Wagner: Das Rheingold
Melbourne Opera: Regent Theatre, 7/2/2021 via Melbourne Digital Concert Hall
Das Rheingold is the first of the four music dramas in Wagner’s momentous “Ring of the Nibelung” cycle
Largely due to the constraints of Covid border closures, the entire cast and crew, except for the UK escapee Welsh conductor, are Victorian. It goes to show just what talent can be mustered locally. The “Ring” is somewhat apocalyptic, which is appropriate for these times, but Rheingold is especially good during a pandemic, as there is no love and no chorus, so social distancing is not a problem. Die Walküre will be performed in Melbourne’s Her Majesty’s Theatre in 2022, in hopefully more loving times…
For those unfamiliar with the story of Rheingold, or needing a quick reminder, here is the potted version: The dwarf Alberich lusts after the Rhine maidens (mermaids) who reject him; he renounces love and steals their gold from which he forges a powerful ring. Meanwhile Wotan, the chief god, has had the giants Fasolt and Fafner build a fortress for the gods, with Freya, the goddess of eternal youth, as payment. Wotan realises his mistake in relinquishing eternal youth and the giants agree to accept a pile of gold instead, sufficient to hide Freya completely from view. Wotan steals Alberich’s gold hoard and the ring, which Alberich promptly curses. Wotan attempts to withhold the ring from the payment to the giants, but is eventually forced to hand it over. The curse kicks in and Fafner kills Fasolt for the ring. The gods enter their new fortress, which Wotan christens “Valhalla”.

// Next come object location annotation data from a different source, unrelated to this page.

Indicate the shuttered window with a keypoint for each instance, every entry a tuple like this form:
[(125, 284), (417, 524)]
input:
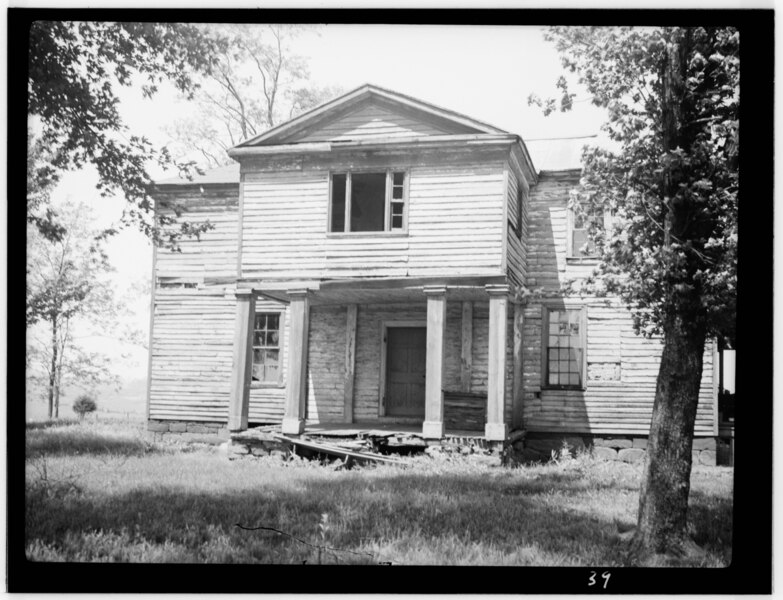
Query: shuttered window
[(564, 348), (368, 201)]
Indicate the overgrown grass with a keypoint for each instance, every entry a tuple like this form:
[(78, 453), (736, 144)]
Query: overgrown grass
[(119, 498)]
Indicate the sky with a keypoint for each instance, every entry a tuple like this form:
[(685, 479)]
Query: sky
[(485, 72), (480, 71)]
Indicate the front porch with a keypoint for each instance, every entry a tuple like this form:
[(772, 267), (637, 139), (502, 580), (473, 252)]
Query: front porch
[(342, 376), (374, 440)]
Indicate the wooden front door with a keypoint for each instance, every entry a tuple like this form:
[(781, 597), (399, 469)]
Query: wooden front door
[(406, 367)]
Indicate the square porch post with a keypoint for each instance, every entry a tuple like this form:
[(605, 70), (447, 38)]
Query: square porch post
[(496, 428), (433, 427), (296, 380), (243, 360)]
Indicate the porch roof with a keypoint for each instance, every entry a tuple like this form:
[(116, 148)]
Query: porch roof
[(376, 291)]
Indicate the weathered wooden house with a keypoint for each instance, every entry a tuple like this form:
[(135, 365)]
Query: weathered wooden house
[(367, 266)]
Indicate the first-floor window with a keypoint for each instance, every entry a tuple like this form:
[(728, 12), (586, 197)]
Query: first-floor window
[(564, 348), (367, 201), (266, 348)]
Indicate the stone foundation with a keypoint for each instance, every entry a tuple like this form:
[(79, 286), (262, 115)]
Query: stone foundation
[(252, 443), (204, 432), (536, 447)]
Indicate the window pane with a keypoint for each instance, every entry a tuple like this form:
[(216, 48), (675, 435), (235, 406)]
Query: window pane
[(368, 201), (271, 373), (272, 358), (260, 321), (338, 202)]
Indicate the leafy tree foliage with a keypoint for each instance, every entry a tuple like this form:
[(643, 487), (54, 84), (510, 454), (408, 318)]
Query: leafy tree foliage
[(66, 285), (672, 96), (73, 72), (84, 404), (257, 83)]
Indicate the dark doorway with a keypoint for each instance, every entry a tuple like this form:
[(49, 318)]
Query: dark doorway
[(406, 368)]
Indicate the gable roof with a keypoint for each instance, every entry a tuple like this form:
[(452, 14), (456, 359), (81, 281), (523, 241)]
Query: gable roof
[(420, 118)]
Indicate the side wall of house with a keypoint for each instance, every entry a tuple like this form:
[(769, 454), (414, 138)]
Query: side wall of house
[(621, 367), (454, 218), (191, 349)]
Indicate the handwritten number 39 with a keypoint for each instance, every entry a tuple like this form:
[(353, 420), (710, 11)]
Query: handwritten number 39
[(605, 576)]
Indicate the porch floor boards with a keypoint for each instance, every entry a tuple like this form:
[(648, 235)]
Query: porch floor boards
[(377, 429), (372, 429)]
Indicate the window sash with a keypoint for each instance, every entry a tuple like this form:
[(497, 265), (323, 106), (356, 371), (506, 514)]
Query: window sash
[(395, 200), (267, 343), (563, 348), (578, 233)]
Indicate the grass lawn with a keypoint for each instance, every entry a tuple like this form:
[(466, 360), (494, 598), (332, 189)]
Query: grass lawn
[(98, 491)]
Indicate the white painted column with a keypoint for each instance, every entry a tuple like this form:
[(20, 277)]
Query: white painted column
[(496, 428), (296, 377), (433, 427), (242, 367), (350, 361), (517, 394)]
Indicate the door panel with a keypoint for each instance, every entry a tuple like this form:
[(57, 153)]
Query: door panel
[(406, 355)]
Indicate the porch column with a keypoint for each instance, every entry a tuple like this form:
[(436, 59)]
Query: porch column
[(296, 379), (496, 428), (433, 427), (243, 360), (517, 395), (350, 361)]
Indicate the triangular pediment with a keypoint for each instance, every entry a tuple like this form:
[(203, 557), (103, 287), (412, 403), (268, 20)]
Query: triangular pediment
[(370, 113)]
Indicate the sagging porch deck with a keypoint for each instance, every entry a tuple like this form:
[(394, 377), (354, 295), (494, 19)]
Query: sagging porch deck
[(449, 408), (372, 439)]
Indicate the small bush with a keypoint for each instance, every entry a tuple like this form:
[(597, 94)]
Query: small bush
[(84, 404)]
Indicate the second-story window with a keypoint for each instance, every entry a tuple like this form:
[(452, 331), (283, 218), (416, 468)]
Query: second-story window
[(580, 241), (368, 201)]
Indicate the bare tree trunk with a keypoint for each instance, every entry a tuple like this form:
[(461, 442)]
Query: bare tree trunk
[(53, 369), (663, 502)]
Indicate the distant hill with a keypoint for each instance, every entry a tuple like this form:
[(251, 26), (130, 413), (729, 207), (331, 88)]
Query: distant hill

The setting is contemporary, but with Rheingold set mid-century, about 20 years before the coming Die Walküre.
Simon Meadows portrays a particularly creepy Alberich with darkly scuttling music, against the innocent, playful but mocking Rhinemaidens, who swing in illuminated hoops and on rocking poles. Here is wonderful drama in the music too, under the direction of Anthony Negus, as the maidens suddenly realise, against all expectations, that love can be renounced and their gold stolen.
With the need for social distancing the wind and brass players performed from the orchestra pit while the strings were in the stalls, as a result the singers had a task to be heard over the orchestra, with its barrage of brass and percussion. Negus constrained the orchestra accordingly without ever losing its menace or darkness. An impressive balance with the voices was achieved. With massive underlying orchestral textures, often Wagner’s vocal textures can descend into a massive wash of sound. Here however the vocal articulation was crystal clear, perhaps due to the acoustics, but certainly through excellent technical sound production from Melbourne Digital Concert Hall’s technical partners, 5stream.
Wotan (Eddie Muliaumaseali’i) delivered an enveloping bass-baritone and both Fricka (Sarah Sweeting) and Freia (Lee Abrahmsen) produced warm clear tone. The bass giants Fasolt and Fafner were vocally imposing, but could have been more visually impressive. Their stature was mainly achieved by keeping them upstage.
There was a transformative scene change as Wotan and Loge (James Egglestone) descend into Nibelheim to commandeer Alberich’s gold. Blazing red flamed as they descended into the on-stage pit, and the floor was raised to reveal Alberich’s slave workshop beneath, replete with anvil percussion.
Alberich has now grown in confidence and stature, and is unwillingly aided by Mine (Michael Lapina). Video effects (and the magic Tarnhelm) allow his transformation first into a dragon and then a toad, leading to his capture.
Above ground again, the stolen gold is piled up, including the magic Tarhelm. Erda (Roxane Hislop) appears and convinces Wotan to give up the now cursed ring. In another impressive stage transformation, Donner (Darcy Carroll) reveals the rainbow bridge and Froh (Jason Wasely) welcomes them to Valhalla.
But this is only the entrée to the fate of the ring and the gods…
The orchestral drama and washes of sound, and the archetypal performances on stage, made for an impressive, fresh and engaging Rheingold. The audience was obviously impressed too.